NY Court of Appeals Holds School Districts Must Receive Timely Notice In Tax Certiorari Proceedings

On June 9, 2016, the New York Court of Appeals unanimously ruled that noncompliance with the RPTL § 708(3), which requires a taxpayer filing a tax certiorari petition serve notice to any affected school district within 10 days of serving the municipal assessment authority, cannot be corrected through the extension of time to recommence provided by CPLR § 205(a) absent good cause for the failure to serve.

The case arose when Westchester Joint Water Works (“Taxpayer”), owner of a water supply and pipe system in the City of Rye (“City”), challenged its tax assessments for 2002 through 2010 by commencing nine tax certiorari proceedings against the City Assessor (“Assessor”). Pursuant to Real Property Tax Law (RPTL) § 708(3), the Taxpayer is required to serve the municipality and the superintendent of any school district where a portion of the real property whose assessment is at issue is.  Here, the Taxpayer served the municipality, but mistakenly served only one of the two school districts. 

After serving late notice to the second school district (“School”), the School intervened and moved to dismiss the proceeding. The City also moved to dismiss. The Taxpayer requested leave to recommence the proceeding under CPLR § 205, which provides a six-month grace period to recommence an action despite the statute of limitations for actions dismissed on grounds other than the merits. The trial court dismissed the petition as to that parcel for the School, but held the City lacked standing to move for dismissal City as it was properly served.  On appeal, the Appellate Division, Second Department upheld the School’s dismissal, while reversing with respect to the City, against whom the proceeding was almost dismissed. This was affirmed on intermediate appeal.

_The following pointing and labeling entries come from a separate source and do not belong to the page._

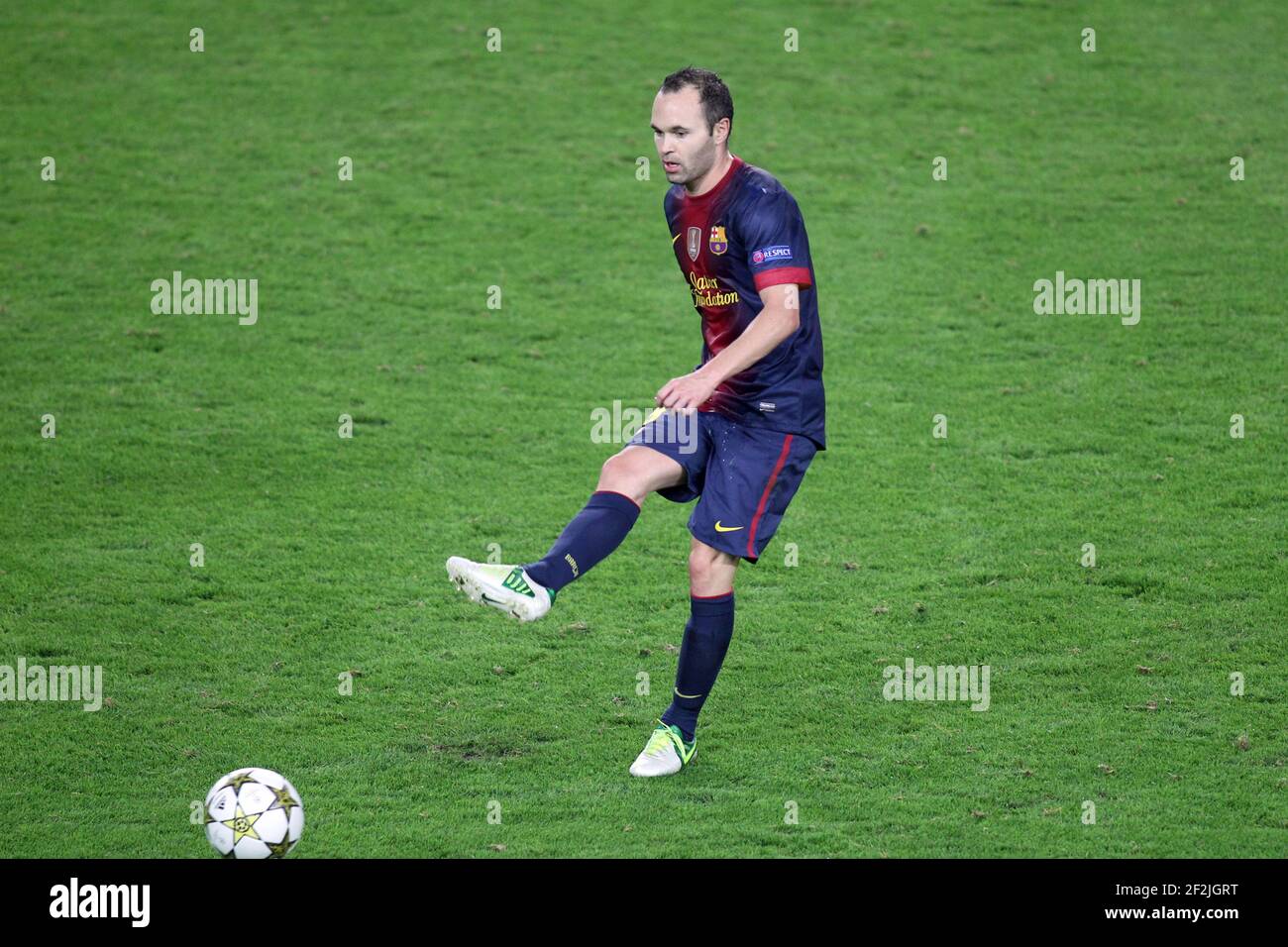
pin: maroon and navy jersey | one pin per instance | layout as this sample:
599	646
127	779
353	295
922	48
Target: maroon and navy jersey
743	235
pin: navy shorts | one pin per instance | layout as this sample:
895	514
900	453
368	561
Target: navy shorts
743	474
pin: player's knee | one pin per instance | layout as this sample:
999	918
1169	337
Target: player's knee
702	569
622	474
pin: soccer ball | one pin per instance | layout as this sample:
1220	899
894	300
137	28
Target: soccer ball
254	813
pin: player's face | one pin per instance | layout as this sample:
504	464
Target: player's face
686	146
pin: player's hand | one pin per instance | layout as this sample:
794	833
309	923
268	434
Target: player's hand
684	393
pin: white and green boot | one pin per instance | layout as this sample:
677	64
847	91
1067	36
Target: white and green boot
501	586
665	753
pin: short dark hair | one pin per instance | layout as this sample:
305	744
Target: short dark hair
713	94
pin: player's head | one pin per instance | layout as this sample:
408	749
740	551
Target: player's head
692	119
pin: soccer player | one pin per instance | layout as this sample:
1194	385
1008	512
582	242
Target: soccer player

When the issue reached the Court of Appeals, the Court unanimously held that noncompliance with the RPTL § 708(3) cannot be corrected through the extension of time to recommence provided by CPLR § 205(a).  In so holding, the Court noted the legislative history of concern that school districts receiving notice, as well as the amendments creating the 10-day service window and requirement that failure to serve notice “shall result in the dismissal of the petition, unless excused for good cause shown.”  Reading this provision together with CPLR § 205(a), the Court found RPTL § 708(3)’s express language addressing dismissal precluded using the more general CPLR provision. The Court also noted that the lower court’s did not find good cause for Taxpayer’s failure to serve the School notice.

Finally, the Court discussed the policy underlying the provision, emphasizing the importance of allowing school districts the opportunity to intervene in tax certiorari cases.  Specifically, the Court noted that in the event that the school has to satisfy a judgment awarded to a taxpayer, which can be quite substantial, the outcome of the proceeding could create a budget deficit or other fiscal problems for the school.

In conclusion, school districts involved in tax certiorari proceedings should be acutely aware of whether timely notice has been received.  If not, the courts will now be required to dismiss the proceeding if there was no good cause for the failure to serve notice.

The case was Westchester Joint Water Works v. Assessor of City of Rye, No. 77, 2016 WL 3189055 (N.Y. June 9, 2016).